On Thu, May 1, 2008 at 8:06 AM, KOSAKI Motohiro
<kosaki.motohiro@jp.fujitsu.com> wrote:
Some of each.
mlocking didn't fix things, it just made the oom happen at a different
time (see graphs below), both in the small test program where I used
mlockall, and in the jvm where during initialization I read
/proc/self/maps and mlocked each region of memory that was mapped to a
file. Note that without swap, all of the anonymous pages containing
the java code are effectively locked in memory, too, so everything
runs without page faults.
Most simply, I need to get low memory notifications while there is
still enough memory to handle them before oom.
x86, Linux 2.6.23.9 (with your patches trivially backported), 128MB,
no swap. Is there something else I can tell you?
It's not what /proc/meminfo calls "Mapped". It's in anonymous pages
with no backing store, i.e., mmap with MAP_ANONYMOUS.

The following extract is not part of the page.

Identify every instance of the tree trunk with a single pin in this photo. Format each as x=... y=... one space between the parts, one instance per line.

Here's a graph of MemFree, Cached, and Mapped over time (I believe
Mapped is mostly or entirely subset of Cached here, so it's not
actually important):
http://www.tommay.net/memory.png
The amount of MemFree fluctuates as java allocates and garbage
collects, but the Cached memory decreases (since the kernel has to use
it for __alloc_pages when memory is low) until at some point there is
no memory to satisfy __alloc_pages and there is an oom.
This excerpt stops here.